Hello and Welcome to the ditto educational series that will provide you with the skills you need to become a forex trader!

Today we are going to be looking at Fundamental analysis and technical analysis these are the two major categories of thought processes when it comes to analysing the forex markets with an intention to trade. The two methods are basically completely different in terms of approach and technique and will be our topic of discussion today.

The one thing they do have in common is that both methods are used for researching and forecasting future trends in market prices, and as with most philosophies you will find equal amounts of people supporting and denouncing one or the other.


Fundamental analysis involves assessing the economic well-being of a country which would in turn show us the strength or weakness of its currency.

It does not take into account currencies price movements but Rather, fundamental analysis traders will use data points to determine the strength of a particular currency.

A fundamental forex trader will compile data such as the country’s inflation, trade balance, gross domestic product, growth in jobs and even their central banks benchmark interest rate. This information can help to build a clear picture of the long term direction of a countries currency.
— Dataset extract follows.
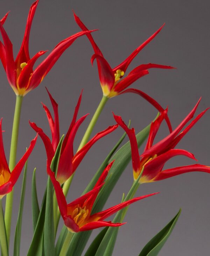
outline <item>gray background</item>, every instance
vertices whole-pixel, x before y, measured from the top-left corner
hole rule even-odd
[[[1,17],[11,11],[4,26],[13,42],[15,56],[21,44],[32,3],[27,0],[1,1]],[[136,82],[132,87],[149,94],[163,106],[168,105],[169,114],[174,128],[189,112],[201,96],[202,100],[197,113],[209,106],[209,1],[40,0],[31,31],[31,56],[38,51],[51,50],[60,40],[80,30],[74,20],[72,9],[89,28],[100,29],[94,32],[94,38],[113,67],[166,22],[161,33],[135,58],[129,70],[140,64],[148,62],[170,65],[177,69],[150,70],[149,75]],[[102,96],[96,65],[92,68],[90,64],[92,53],[86,37],[79,38],[60,58],[42,84],[24,98],[18,159],[35,135],[28,125],[29,119],[36,122],[50,134],[40,103],[42,101],[50,107],[44,86],[48,87],[59,104],[61,134],[67,130],[78,96],[82,89],[84,88],[79,115],[87,112],[91,114],[78,133],[75,141],[76,149]],[[6,130],[4,140],[8,157],[15,96],[2,67],[0,77],[0,115],[4,117],[3,128]],[[148,123],[156,114],[154,108],[137,95],[119,96],[108,102],[94,129],[94,133],[114,123],[112,110],[121,115],[126,122],[131,119],[136,131]],[[208,113],[178,146],[194,153],[200,163],[207,165],[210,164],[209,118]],[[102,139],[90,151],[76,172],[68,201],[80,195],[122,133],[119,129]],[[157,137],[162,138],[168,133],[163,123]],[[125,141],[127,141],[126,138]],[[142,147],[141,152],[143,149]],[[42,142],[39,139],[29,163],[21,255],[26,255],[32,236],[30,184],[33,170],[35,167],[37,167],[37,184],[41,200],[47,179],[46,158]],[[169,161],[166,167],[194,162],[183,157],[176,157]],[[20,179],[15,187],[13,234],[18,212],[21,180]],[[132,181],[130,164],[105,207],[119,203],[122,193],[128,191]],[[161,193],[136,203],[130,208],[125,220],[127,224],[120,229],[113,255],[138,255],[143,246],[173,217],[180,207],[182,212],[180,219],[160,255],[208,255],[210,187],[210,176],[198,173],[141,186],[136,196],[157,191]],[[95,231],[93,235],[99,231]],[[13,239],[12,236],[12,245]]]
Here is an example of a economic calendar which fundamental traders can refer to and be able to keep up to date with the latest news data releases. There can be a great deal of data releases on any given day so traders usually filter out the less impacting data so they may focus on the medium to high impact releases.

By assessing the relative trend of data points, a fundamental analysis trader is judging the relative health of the country’s economy and whether to trade the future movement of that country’s currency, pairing a relatively strong economy with a another countries currency with a much weaker outlook can provide a high probability trade set up worth investing in.

Some economic news releases historically have positive or negative outlooks for certain currencies. The price movement and direction is never guaranteed but these events are seen to be a safer bet generally speaking.

More Developed nations generally welcome moderate inflation as it is a sign of a growing economy and Developing nations view decreasing, or maintained, inflation as a positive statistic as this keeps their price levels in check.


Technical analysis in its essence involves reading pattern formations on a price chart. Technical traders generally look for price patterns such as double tops, triangles and flags or triangles.

Based on these pattern formations a trader may determine entry and exit points for any given trade.

A technical analysis trader is not generally concerned about why something is moving like a fundamental trader is as the trends and patterns on the charts are their signals to open or close their positions.

Here we have an example of a chart pattern this is a double top pattern. The market forms the first high and rebounds slightly before creating a new high and subsequently gains downward momentum as the trend reverses. Historically speaking when the market forms a certain way there is a high probability of a directional market movement, trading this way is the foundation that technical analysis is built.

A technical forex trader may also look to assess the price action, trend as well as the support and resistance levels observed on a chart. Many of these patterns used in the technical analysis of the forex market can be applied to other markets as well.

Technical traders will also make use of indicators and oscillators which can be added to your price chart when analyzing forex currency pairs. Indicators such as Moving averages, Bollinger Bands, MACD, relative strength index, and stochastic are some of the more commonly used indicators in a technical traders tool box.

Indicators are preferred by technical traders because they are simple to use and learn and they can provide clear signals, they are never meant to be used alone but as an additional confirmation to your indications of trade entry or exit.

Getting started in technical analysis can be done quickly by assessing the direction and strength of trends. It is generally the more popular of the two trading types due to its easier to understand nature but by no means is it what I would call easy to master.


So… In conclusion Fundamental and technical analysis involves two very different strategies and approaches to trading the forex markets. They both offer their own unique value and insights into supporting our trading decisions, and can help us greatly when trying to determine when we should enter or exit our trades.

While some traders prefer not to use these two types of analysis together due to their preferred trading style and goals, many traders use a combination of the two to give them a edge in the ever difficult market place. The benefits of combining technical and fundamental analysis are not to be ignored and you can not claim to be a seasoned trader with at least understanding both. Just ask yourself Why would anyone chose to ignore a tool that could possibly make their high probability trades more likely and more profitable in the long term.

I hope you have found our discussion today helpful ladies and gentlemen please sit back and contemplate what you have learnt here today and Remember contemplation is the key to learning.